Berlioz‘ „Symphonie fantastique“!? Komplett irre, vom ersten Ton an! Wenn der erste Abschnitt dieses vertonten Psychogramms schon mit „Rêveries, Passions“ überschrieben ist, sollte sich jedes Orchester und jeder Dirigent tunlichst daran halten und erst gar nicht nur auf Sicherheit spielen. Doch auch in diesem Teil des Programms, an und für sich eine Steilvorlage für fünfsätziges Staunen, drehte Payare unentschieden zu wenig durch. Das war noch nicht schon feinster Berlioz, das war in der Klangunschärfe eher noch später Beethoven mit sonderbar überdehnter Instrumentation.

Auch als Zugabe wurde in der Elbphilharmonie Berlioz gespielt

Die Walzer-Szene?

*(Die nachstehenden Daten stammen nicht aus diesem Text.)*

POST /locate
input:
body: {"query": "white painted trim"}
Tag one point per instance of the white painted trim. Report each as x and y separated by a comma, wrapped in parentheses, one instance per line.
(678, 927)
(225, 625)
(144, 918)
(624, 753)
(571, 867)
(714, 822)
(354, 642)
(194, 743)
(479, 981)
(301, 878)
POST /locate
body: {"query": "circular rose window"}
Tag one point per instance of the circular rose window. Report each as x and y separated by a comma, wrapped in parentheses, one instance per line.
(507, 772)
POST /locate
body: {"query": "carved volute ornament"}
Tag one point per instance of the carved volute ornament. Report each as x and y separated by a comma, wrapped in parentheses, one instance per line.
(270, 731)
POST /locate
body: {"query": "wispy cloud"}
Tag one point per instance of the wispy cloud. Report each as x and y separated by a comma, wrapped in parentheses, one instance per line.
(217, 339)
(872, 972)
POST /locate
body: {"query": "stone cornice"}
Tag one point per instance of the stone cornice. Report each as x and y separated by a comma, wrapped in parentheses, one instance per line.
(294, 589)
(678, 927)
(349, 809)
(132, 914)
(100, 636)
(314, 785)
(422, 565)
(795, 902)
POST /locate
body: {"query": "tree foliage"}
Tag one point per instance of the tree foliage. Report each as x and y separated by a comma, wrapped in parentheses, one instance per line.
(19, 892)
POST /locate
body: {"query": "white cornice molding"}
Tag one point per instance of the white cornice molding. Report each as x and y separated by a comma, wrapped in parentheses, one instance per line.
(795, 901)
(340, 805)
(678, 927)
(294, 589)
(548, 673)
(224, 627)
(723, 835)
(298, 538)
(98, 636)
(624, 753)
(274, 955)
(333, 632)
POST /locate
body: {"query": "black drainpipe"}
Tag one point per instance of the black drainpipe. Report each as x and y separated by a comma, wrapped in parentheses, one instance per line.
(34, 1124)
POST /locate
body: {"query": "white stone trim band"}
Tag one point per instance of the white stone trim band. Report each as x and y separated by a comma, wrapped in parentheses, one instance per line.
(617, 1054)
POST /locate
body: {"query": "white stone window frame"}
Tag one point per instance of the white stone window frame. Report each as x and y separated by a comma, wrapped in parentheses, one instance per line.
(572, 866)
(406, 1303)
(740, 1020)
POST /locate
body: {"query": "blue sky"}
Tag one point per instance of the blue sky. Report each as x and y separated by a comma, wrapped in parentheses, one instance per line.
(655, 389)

Ganz ordentlich, nicht weniger, aber auch nicht mehr. Die Szene auf dem Lande hielt nicht die Spannung, die das Konzept versprach. Den einen Spezialeffekt – die Solo-Oboe hinter der Bühne – hatte Payare weit oben in einem Saal-Rang platziert, der andere – das Geläut – war durch echte Glocken statt „nur“ Röhrenglocken etwas aufgewertet worden, aber dadurch bei Weitem noch nicht spielentscheidend.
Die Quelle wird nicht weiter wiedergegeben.